D’après le Comité du Tourisme (CDTM) 61.800 visiteurs sont arrivés à Mayotte en 2017, le 21% en plus par rapport à l’année précédente. Le tourisme affinitaire, c’est-à-dire de parents et amis venu voir des proches, augmente du 28% et représente désormais le 69% du marché. Le tourisme d’affaires progresse aussi de 14%, selon l’étude annuelle de l’INSEE sur le flux touristiques. Un pourcentage, ce dernier, qui comprend les gendarmes venus assurer la sécurité de l’île avec des rotations de trois mois, ainsi que les médecins remplaçants.
Là où le bât blesse le plus, c’est sur le tourisme de loisir. Évalué à 10.000 personnes en tout, il enregistre une hausse d’à peine 3% en un an.

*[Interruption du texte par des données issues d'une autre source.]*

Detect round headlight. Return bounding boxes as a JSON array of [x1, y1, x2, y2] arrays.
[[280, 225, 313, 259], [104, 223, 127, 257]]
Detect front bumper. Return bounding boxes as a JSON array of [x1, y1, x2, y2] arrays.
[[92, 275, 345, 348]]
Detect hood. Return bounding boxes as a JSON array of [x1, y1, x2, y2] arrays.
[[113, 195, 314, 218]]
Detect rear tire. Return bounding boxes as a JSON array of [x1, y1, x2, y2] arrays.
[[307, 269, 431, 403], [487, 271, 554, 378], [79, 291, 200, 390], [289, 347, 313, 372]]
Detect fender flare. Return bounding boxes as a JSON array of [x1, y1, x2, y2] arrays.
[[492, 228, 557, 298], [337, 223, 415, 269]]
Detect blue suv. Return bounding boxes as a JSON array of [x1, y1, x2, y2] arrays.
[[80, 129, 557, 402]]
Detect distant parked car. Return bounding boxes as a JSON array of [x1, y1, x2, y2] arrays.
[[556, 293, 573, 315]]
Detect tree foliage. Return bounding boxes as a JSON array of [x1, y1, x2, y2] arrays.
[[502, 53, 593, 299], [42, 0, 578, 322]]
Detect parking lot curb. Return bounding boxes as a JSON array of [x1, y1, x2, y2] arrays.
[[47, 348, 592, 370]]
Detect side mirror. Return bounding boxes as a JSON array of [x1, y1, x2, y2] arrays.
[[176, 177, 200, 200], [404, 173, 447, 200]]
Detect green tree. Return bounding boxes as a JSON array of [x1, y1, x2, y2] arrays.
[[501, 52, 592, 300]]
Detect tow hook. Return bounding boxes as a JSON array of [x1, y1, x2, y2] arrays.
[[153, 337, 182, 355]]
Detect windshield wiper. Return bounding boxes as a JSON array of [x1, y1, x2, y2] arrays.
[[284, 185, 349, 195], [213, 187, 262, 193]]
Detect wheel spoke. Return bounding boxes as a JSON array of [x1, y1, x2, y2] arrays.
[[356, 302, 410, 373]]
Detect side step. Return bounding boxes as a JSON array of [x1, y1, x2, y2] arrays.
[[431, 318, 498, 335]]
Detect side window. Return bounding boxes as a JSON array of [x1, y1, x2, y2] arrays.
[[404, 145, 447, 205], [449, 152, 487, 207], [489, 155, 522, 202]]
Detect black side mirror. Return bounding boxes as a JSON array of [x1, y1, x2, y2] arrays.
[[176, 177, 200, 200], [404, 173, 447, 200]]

Cela n’empêche, insiste le CDTM, ce chiffre record pulvérise le plafond de 50.000 touristes recensé régulièrement depuis huit ans d’années. « On était fatalistes », avoue Jamel Mekkaoui, le chef du Service régional de l’Insee qui a mené l’enquête. « Mais ces données montrent que l’année dernière a été particulière et elle est porteuse d’espoir pour le futur du tourisme dans le département ».
Plus de vols directs à partir de la métropole et de la Réunion, d’où viennent 96% des voyageurs, et des prix plus accessibles ont eu l’impact attendu, avec une augmentation de 14% de voyageurs en un an. « L’enclavement de Mayotte était un frein au développement touristique », rappelle Jamel Mekkaoui, « L’arrivée d’une ligne directe (en 2016) a instamment changé les choses. C’est assez extraordinaire d’observer un changement si rapide, cela montre bien qu’il y avait une attente ».

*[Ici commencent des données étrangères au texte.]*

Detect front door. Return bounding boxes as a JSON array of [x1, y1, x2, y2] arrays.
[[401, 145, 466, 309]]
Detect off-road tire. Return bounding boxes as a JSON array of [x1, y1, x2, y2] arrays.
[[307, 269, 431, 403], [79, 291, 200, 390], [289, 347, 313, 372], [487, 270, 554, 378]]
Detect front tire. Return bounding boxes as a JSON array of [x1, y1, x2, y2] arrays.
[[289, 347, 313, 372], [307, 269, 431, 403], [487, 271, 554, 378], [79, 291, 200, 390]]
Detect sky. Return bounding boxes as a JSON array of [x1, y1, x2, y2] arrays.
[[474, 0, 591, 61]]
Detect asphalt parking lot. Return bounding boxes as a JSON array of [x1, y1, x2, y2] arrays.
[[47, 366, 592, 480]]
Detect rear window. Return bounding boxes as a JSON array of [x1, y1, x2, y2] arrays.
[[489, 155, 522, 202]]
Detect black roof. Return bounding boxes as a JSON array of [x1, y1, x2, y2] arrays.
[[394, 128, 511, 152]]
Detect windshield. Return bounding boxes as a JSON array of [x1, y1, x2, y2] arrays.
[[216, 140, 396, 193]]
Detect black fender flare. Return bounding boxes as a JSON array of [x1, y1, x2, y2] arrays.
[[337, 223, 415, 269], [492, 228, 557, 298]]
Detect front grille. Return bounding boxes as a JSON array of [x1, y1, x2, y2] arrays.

Des touristes qui dépensent peu
Avec des bénéfices de 36 millions d’euros, presque 5 en plus par rapport à 2016, le secteur confirme son importance pour le développement du territoire. Mais le travail reste à faire. Les données montrent que seulement 15% des touristes logent dans un établissement marchand tel un hôtel ou une chambre d’hôtes. D’après le directeur du CDTM, Michel Ahamed : “Cette analyse confirme qu’il y a des verrous pour le développement touristique : les transports et l’hébergement. Sur le plan des transports, les choses ont bougé. Nous devons maintenant attirer les investisseurs et développer le foncier. Avec plus de concurrence, on pourrait tirer les prix vers le bas tout en améliorant la qualité de l’accueil ». Pourtant, rien n’est pour l’instant prévu pour former sur place les salariés du secteur, en dehors des formations CAP, insuffisantes. Rien ne sera non plus mis en place pour améliorer les conditions des structures existantes, vu que le CDTM « n’intervient pas sur les activités privées ».
Autre problème, les visiteurs dépensent peu sur l’île. En moyenne, les budgets ne dépassent pas les 26€ par jour pour les touristes d’agrément et les 12€ pour les touristes affinitaires, les plus nombreux. Seuls les touristes d’affaires dépensent quelques 85€ par jour. Et si presque la totalité des visiteurs considère Mayotte comme un territoire de valeur, 7 touristes sur 10 jugent le rapport qualité/prix insuffisant. « Est-ce qu’ils ne dépensent pas d’argent parce qu’ils ont un faible pouvoir d’achat ou parce que ils ne trouvent pas de produits de qualité ? La question mérite de s’y pencher sérieusement, si on veut améliorer l’offre touristique », estime M. Mekkaoui. Cette problématique relèverait d’ailleurs des compétences des Offices de tourisme, comme les animations à destination des touristes ou le service d’information. Un organisme qui n’existe pas encore à Mayotte (deux sont en cours de création, sur Petite-Terre et dans le Centre) et qui dépend des intercommunalités.
Le poids de l’image
Du côté du CDTM, on souligne la fidélité des touristes : 60% des voyageurs non originaires de l’île ont déjà visité Mayotte. Un chiffre à mettre en perspective, alors que presque les trois quart des vacanciers viennent voir un proche. « Il faut essayer, à terme, de faire arriver aussi ceux qui ne connaissent pas Mayotte », des Français comme des étrangers. Difficile quand l’île n’est pas vraiment connue, au contraire de Maurice, par exemple, ou quand les crises qui secouent le territoire participent d’une image négative qui prend pied dans l’imaginaire collectif. « La crise aux Antilles a eu des conséquences sur deux ans », rappelle M. Mekkaoui, « nous ne verrons les effets de la crise de 2018 qu’à partir de juillet ». L’objectif à court terme du Comité est donc de rassurer les possibles touristes : « Si on sait qu’on ne va pas être en sécurité et qu’on ne pourra pas profiter de la liberté qu’on souhaite, on ira voir ailleurs ».